« On l’a fait d’abord et avant tout parce qu’on pouvait le faire », nous dit le ministre des Finances et de l’Économie. Quelle raison invraisemblable ! Bien sûr qu’on peut le faire, mais à quel prix ? Le budget de Nicolas Marceau va continuer le travail d’entropie de la fonction publique québécoise – qu’il va maintenant élargir aux sociétés d’État – avec ce que cela signifie en perte de moyens et d’expertises de l’État pour assurer un suivi rigoureux des dépenses publiques. En fin de compte, pour plaire aux marchés dans le très court terme, le ministre des Finances continue à saper notre capacité à répondre aux besoins de long terme des Québécois.
Les éléments irresponsables du budget
Le budget est loin d’être aussi catastrophique qu’a pu l’être le premier budget des Libéraux après leur victoire de 2003. En cherchant bien, on y trouve quelques éléments intéressants (que je traite plus loin). Néanmoins, l’atteinte du déficit zéro pour 2013-2014 m’apparaît être ce qu’il y a de plus irresponsable de la part d’un gouvernement souverainiste qui devrait plutôt viser à redonner à l’État québécois ses capacités d’agir. S’il est vrai que la croissance de l’économie québécoise sous le gouvernement Charest reposait beaucoup sur les dépenses publiques et l’endettement, reste que dans le contexte de crise mondiale, c’est en partie ce qui a permis au Québec de s’en sortir mieux que les autres. Mais aujourd’hui, alors que les Conservateurs repoussent eux-mêmes leur cible de déficit zéro et que, d’autre part, il devient évident que la corruption et le manque total de rigueur du gouvernement précédent ont gonflé les dépenses en infrastructure, la seule voie qui aurait été responsable était de repousser d’un an la cible d’un budget équilibré et de mettre un effort à plus de rigueur dans l’administration publique, mais une rigueur qui passe selon moi par un renforcement de l’État. Rigueur n’est pas synonyme d’austérité !

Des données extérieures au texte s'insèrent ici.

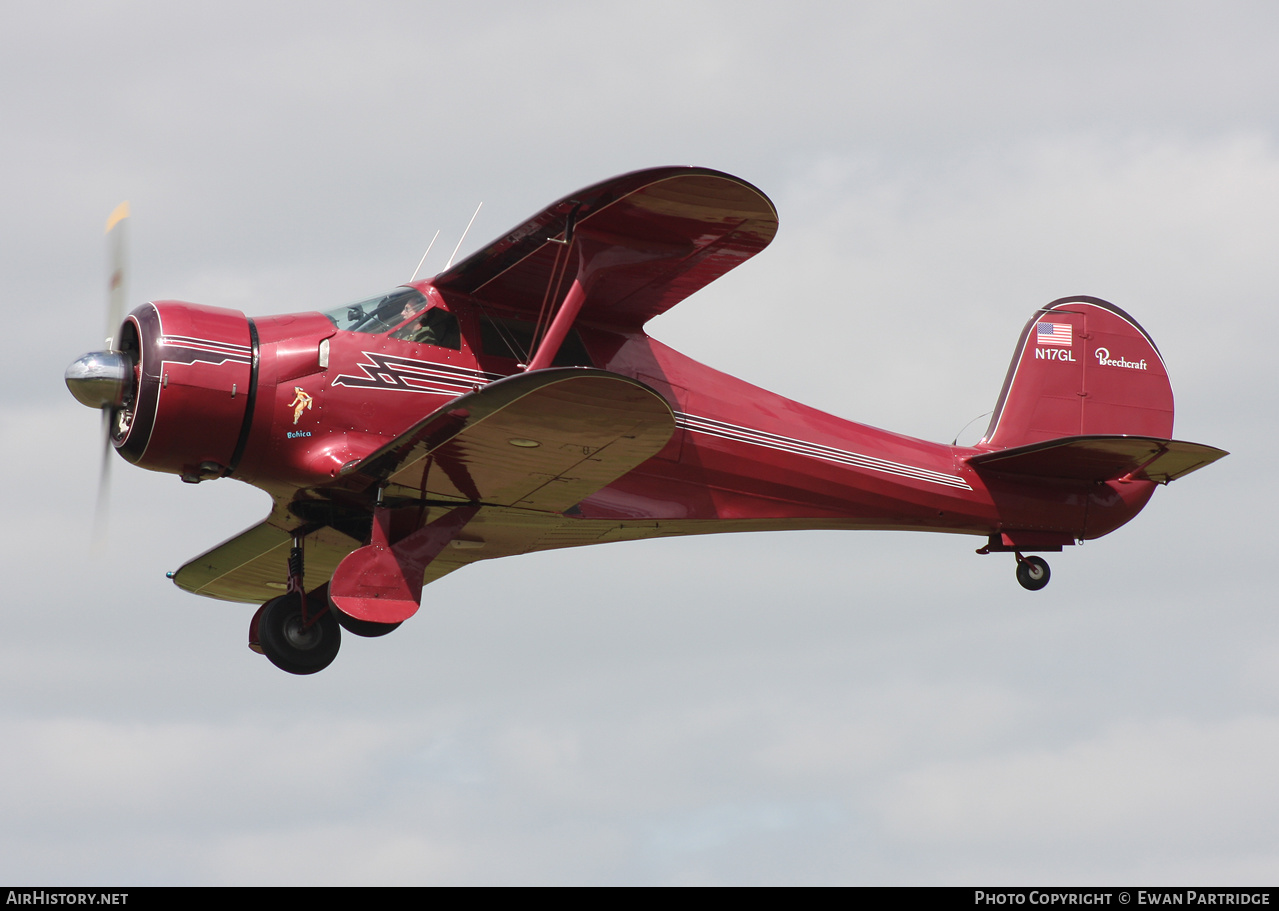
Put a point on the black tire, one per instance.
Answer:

Ce budget aurait également dû passer par une réforme plus importante de la fiscalité, en particulier sur les dividendes et les gains en capital ainsi que sur les redevances minières. Je comprends tout à fait que le gouvernement a besoin d’un peu plus de temps pour formuler les éléments d’une vraie réforme de la fiscalité. Après seulement un peu plus de trois mois au pouvoir, je ne m’attendais pas à ce que tout soit en place pour ce budget prématuré. Néanmoins, il aurait pu annoncer une intention de réforme globale qui aurait été au-delà de l’augmentation à dose homéopathique de l’imposition des plus riches et des banques et autres institutions financières annoncée mardi.
Les éléments intéressants
Il faut d’abord se féliciter de la fin de la « règle des 15 ans ». Ce serait près de 340 millions $ qui seront ainsi épargnés en dépenses. Mais le manque d’audace de ce gouvernement explique qu’il n’a pas proposé aux Québécois une modernisation en profondeur de la politique du médicament qui nous auraient permis d’épargner 1 milliard $ par année selon l’étude de l’IREC qui portait sur ce sujet. Parmi les autres éléments intéressants, je voulais souligner l’engagement à construire 3 000 logements sociaux et les 26 000 nouvelles places dans les CPE…mais Darwin, qui a poussé une coche plus loin sa lecture du plan budgétaire, signale qu’il ne s’agit pas de la promesse du PQ de construire 3 000 logements sociaux par année, mais d’un engagement pour un éventuel 2e mandat…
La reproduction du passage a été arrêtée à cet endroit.